Amymusu K. Jones (c. 1948 - 2018) was a Liberian jurist and the first woman appointed magistrate of the Monrovia Magisterial Court in 1994, and was the longest circuit judge of Grand Cape Mount County. She retired from service in 2018 and died 30 days later.

== Background and career ==
Jones was born in Robertsport, Grand Cape Mount County. She started her early education at Robertsport and at Konola Academy before moving to France where she acquired a Certificate in French Language at the L’institut Catholique in Paris. She obtained a Bachelor of Arts degree from Hunter College, City University of New York in 1979 and a Law Degree from Louis Arthur Grimes School of Law, University of Liberia in 1988.

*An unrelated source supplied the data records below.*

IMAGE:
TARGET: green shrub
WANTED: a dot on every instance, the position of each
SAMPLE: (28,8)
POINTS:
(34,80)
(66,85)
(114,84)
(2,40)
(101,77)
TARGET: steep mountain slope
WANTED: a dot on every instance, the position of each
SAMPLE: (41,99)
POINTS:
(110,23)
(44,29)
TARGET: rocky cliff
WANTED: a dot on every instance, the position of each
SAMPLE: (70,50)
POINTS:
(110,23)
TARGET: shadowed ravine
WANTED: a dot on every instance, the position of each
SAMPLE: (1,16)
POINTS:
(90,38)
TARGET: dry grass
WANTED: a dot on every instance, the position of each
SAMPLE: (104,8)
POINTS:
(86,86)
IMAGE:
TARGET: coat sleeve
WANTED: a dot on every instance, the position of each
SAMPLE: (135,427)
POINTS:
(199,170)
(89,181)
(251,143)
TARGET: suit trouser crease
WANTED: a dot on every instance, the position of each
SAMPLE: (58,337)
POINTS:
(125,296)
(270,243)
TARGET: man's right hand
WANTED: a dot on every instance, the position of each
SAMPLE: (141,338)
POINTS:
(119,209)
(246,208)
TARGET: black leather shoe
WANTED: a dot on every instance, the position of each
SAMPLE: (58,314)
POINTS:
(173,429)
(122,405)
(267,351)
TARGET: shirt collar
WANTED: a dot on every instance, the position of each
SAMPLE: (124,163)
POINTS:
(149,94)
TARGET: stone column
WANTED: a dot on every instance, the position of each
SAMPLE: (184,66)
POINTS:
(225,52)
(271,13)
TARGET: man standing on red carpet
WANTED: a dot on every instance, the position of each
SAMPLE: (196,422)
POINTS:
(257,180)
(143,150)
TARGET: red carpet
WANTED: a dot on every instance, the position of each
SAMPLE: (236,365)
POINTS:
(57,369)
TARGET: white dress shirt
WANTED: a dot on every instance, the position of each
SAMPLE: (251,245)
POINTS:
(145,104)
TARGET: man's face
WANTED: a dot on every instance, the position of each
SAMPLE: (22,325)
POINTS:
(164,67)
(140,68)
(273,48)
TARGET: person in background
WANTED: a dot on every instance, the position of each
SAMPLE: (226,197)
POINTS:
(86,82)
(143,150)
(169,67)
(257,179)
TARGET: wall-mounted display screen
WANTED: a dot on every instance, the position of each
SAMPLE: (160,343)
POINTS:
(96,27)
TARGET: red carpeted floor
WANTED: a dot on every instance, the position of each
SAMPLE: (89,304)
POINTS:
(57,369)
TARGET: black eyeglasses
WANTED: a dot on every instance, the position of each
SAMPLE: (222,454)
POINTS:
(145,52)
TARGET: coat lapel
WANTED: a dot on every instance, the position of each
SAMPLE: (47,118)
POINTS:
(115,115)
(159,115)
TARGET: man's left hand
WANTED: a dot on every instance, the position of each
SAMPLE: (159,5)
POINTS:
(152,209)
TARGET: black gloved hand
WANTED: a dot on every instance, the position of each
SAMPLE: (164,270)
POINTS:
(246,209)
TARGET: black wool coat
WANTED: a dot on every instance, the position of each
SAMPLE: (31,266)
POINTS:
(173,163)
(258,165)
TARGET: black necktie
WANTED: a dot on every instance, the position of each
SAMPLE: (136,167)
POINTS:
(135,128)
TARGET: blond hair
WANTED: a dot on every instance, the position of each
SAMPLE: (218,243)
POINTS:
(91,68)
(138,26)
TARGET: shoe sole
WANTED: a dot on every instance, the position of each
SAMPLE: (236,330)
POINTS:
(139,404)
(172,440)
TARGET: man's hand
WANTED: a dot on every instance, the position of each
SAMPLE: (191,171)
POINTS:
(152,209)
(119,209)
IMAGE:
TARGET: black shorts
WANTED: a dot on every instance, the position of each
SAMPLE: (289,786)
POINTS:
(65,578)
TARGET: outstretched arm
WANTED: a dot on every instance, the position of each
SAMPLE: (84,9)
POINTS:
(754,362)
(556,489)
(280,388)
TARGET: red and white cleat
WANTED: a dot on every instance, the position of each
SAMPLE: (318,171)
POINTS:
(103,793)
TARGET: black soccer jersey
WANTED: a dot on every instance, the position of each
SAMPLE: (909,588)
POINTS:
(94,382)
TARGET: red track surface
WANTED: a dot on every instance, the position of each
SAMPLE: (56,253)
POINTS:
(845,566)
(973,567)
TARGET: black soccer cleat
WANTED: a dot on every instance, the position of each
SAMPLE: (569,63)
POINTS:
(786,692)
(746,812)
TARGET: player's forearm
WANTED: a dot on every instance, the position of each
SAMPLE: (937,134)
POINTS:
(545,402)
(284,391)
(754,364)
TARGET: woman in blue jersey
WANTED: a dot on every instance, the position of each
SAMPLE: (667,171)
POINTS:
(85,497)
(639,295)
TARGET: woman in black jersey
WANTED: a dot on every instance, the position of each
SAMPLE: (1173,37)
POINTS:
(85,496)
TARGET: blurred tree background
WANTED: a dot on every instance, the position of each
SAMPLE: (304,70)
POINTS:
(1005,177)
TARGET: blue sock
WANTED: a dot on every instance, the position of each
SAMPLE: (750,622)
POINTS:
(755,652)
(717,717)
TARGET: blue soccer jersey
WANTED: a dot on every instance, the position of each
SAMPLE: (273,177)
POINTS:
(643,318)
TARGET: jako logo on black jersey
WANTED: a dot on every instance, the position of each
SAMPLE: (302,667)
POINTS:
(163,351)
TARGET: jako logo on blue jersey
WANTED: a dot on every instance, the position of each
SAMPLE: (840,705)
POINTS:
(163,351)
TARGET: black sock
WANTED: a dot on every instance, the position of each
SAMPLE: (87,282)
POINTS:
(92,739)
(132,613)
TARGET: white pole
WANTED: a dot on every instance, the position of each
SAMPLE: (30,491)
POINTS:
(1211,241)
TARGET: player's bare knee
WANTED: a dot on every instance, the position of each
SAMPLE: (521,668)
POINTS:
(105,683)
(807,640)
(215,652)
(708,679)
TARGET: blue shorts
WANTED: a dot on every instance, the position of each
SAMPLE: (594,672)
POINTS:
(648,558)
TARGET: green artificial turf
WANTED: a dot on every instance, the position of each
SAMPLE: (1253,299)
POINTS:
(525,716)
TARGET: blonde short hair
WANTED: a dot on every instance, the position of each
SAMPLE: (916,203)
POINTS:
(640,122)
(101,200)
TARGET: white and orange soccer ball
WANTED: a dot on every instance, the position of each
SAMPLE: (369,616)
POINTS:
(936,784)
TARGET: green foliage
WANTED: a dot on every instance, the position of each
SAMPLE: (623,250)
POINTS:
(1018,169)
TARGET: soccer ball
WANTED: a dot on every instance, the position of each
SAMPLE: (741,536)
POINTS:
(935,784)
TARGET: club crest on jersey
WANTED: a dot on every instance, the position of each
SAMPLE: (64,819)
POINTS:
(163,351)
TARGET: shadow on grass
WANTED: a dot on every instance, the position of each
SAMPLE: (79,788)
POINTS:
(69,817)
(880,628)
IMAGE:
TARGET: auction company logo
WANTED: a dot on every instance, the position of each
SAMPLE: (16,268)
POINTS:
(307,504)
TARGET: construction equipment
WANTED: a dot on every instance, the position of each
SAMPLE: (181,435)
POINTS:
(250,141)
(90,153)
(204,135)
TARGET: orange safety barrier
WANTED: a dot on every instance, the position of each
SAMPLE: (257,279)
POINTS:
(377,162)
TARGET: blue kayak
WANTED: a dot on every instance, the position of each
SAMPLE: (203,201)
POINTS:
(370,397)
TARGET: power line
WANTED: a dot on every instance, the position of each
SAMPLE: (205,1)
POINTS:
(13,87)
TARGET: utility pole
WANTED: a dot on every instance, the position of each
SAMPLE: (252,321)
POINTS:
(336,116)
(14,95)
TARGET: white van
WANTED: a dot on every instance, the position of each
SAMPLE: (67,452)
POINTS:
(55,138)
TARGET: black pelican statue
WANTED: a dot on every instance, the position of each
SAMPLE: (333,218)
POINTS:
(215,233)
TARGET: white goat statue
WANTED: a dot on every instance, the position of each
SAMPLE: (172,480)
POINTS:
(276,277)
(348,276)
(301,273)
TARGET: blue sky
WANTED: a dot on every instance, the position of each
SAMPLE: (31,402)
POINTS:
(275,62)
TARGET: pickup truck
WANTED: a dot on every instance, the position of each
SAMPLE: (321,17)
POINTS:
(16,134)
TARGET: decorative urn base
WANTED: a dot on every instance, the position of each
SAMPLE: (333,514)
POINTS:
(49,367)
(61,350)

Jones began her legal practice with Jones and Jones Law Firm in Monrovia and was later appointed Legal Counsel at the Ministry of Finance. She served as Judge of the Debt, Probate and other circuit courts before her nomination by Liberian President and confirmed by the Liberian Senate as Resident Judge of the 5th Judicial Circuit Court of Grand Cape Mount County, at the Temple of Justice In August 2002, becoming the first woman and longest-serving judge of the 5th Judicial Circuit Court for 12 years.

In that year she was chosen to be among the international delegates who were appointed to oversee the elections in nearby Sierra Leone. Jones was recorded as representing the Mano River Union Women's Network by the Carter Center who oversaw the work.

Jones retired from service in July 2018 and died a month later on 3 August.